Sunday, June 1, 2025

You know you are from Arvada

You could always tell what flavor Jolly Rancher was making that day. The smell would drift across Ward Road on the wind, cherry or watermelon or grape, sweetening the air like some kind of everyday magic. We'd ride our bikes down that hill with no helmets—because who wore helmets?—and breathe it in deep, this sugar-scented promise that the world was good and we were young and everything mattered and nothing mattered at all.

That was Arvada. That was home.

It was the place where Officer McCarthy drove around in his little VW Bug with the long black eyelashes, visiting schools like some kind benevolent cartoon character come to life. Where Royce walked the neighborhoods with his suitcase full of lightbulbs, and we all knew his name because in a town like that, you knew everyone's story. Where Tom Spear pushed his bike and trailer through the streets, our local legend, the foosball champion who carried his victories and his demons in equal measure.

Friday nights meant Griff's burgers that were somehow perfect in their imperfection, grease-soaked and dangerous and absolutely essential. We'd pile into cars after football games—Panthers, Warriors, Redskins, it didn't matter which colors you wore, we were all just kids figuring it out together—and cruise the strip until our parents called us home. The sex lights on 64th were our north star, our inside joke, our secret handshake with a place that understood teenage rebellion came in small, harmless doses.

Saturday mornings meant Western Bowl, where the pins crashed like thunder and the carpet was that particular shade of bowling alley brown that exists nowhere else in nature. Or maybe we'd hit Jerry's Pool Hall, where the older kids seemed impossibly cool and the honey buns came off the grill with butter melting into every sweet crevice. That underground arcade was our cave of wonders, quarters disappearing into machines that promised nothing but delivered everything we needed.

Sundays were for Tam's and those giant egg rolls that defied physics, served by waitresses who called everyone "hon" and meant it. Or Bernard's, where families gathered for dinner and the portions were generous and nobody hurried you along. These weren't just restaurants—they were institutions, gathering places, the backdrop for first dates and family celebrations and those ordinary moments that only become precious in the rearview mirror.
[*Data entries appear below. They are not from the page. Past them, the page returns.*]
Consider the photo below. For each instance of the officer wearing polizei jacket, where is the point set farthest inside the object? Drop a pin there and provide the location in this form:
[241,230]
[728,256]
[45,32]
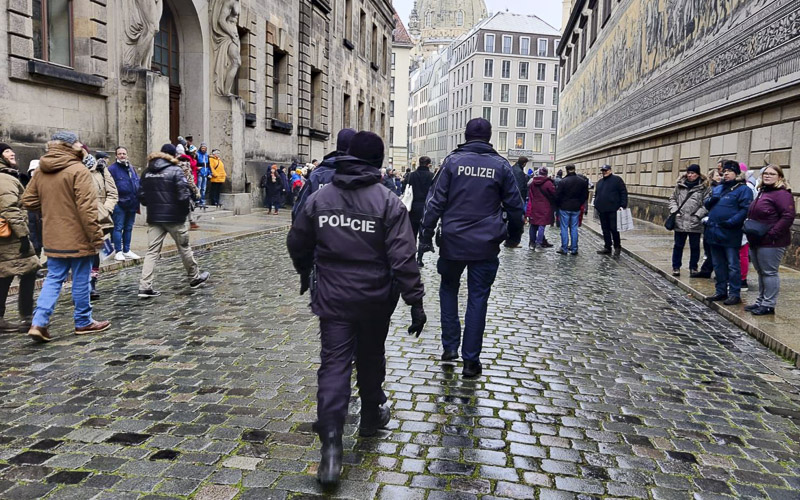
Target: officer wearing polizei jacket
[352,245]
[470,193]
[323,173]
Summer meant the pools—Meyers, McFadden, Ralston with its legendary high dive—where we'd spend entire days turning brown as berries, racing each other across the water, learning the social hierarchies that would matter until September and then not at all. The ice skating rink next door promised winter adventures, hockey games and wobbly first attempts at grace on ice that forgave nothing and taught us everything about getting back up.

We shopped at Eakers for back-to-school clothes, wandered the aisles of Duckwall's looking for treasures we didn't know we needed, spent allowance money at Sweets Records hunting for the perfect album to soundtrack our feelings. The drive-in theater on Wadsworth was where we learned about movies and making out and the particular magic of stories told under stars.

The landscape shaped us in ways we're only now beginning to understand. Hackberry Hill and Pumpkin Hill and Snob Hill—each one a kingdom in our geography of growing up. Ralston Creek that flooded and reminded us nature had its own timeline. The water tower that some brave soul spray-painted, marking territory in the way teenagers always have and always will.

We were small-town kids on the edge of a big city, close enough to Denver to know there was a wider world but far enough away to grow up slow and safe and sure of our place in things. We had Harvest Festival every September, where the whole town came together and we remembered what community felt like. We had high school football on Friday nights under lights that made everything seem epic and important and eternal.

Rocky Flats loomed in our peripheral vision, this mysterious place where some of our parents worked, this reminder that the adult world held complexities we weren't ready for yet. But mostly we were shielded from all that, free to be kids in a place that understood childhood was sacred time, not to be rushed.

The businesses closed and changed and disappeared—Bernard's became Ground Round became Laddy's became memory. But something essential remained, something in the very air of the place that shaped us. We learned loyalty at Western Bowl and independence at the pools. We learned friendship in the aisles of Kmart and courage on the ice at North Jeffco Arena. We learned that home isn't just where you're from—it's where they know your story, where your teenage self is remembered with fondness, where the smell of Jolly Ranchers can still make you believe in magic.

They tore down Chuck E. Cheese and built something else. They changed the names and paved the fields and put in developments where we used to ride our bikes. But they couldn't tear down what we carried with us—this sense of place, this knowledge of what it felt like to belong somewhere completely.

We were Arvada kids. We grew up breathing sweet air and believing in tomorrow. We learned that a small town could hold big dreams, that ordinary moments could feel like everything, that home was a place you carried in your heart long after you'd grown up and moved away.

And sometimes, even now, when the wind is just right, we swear we can still smell what flavor they're making today.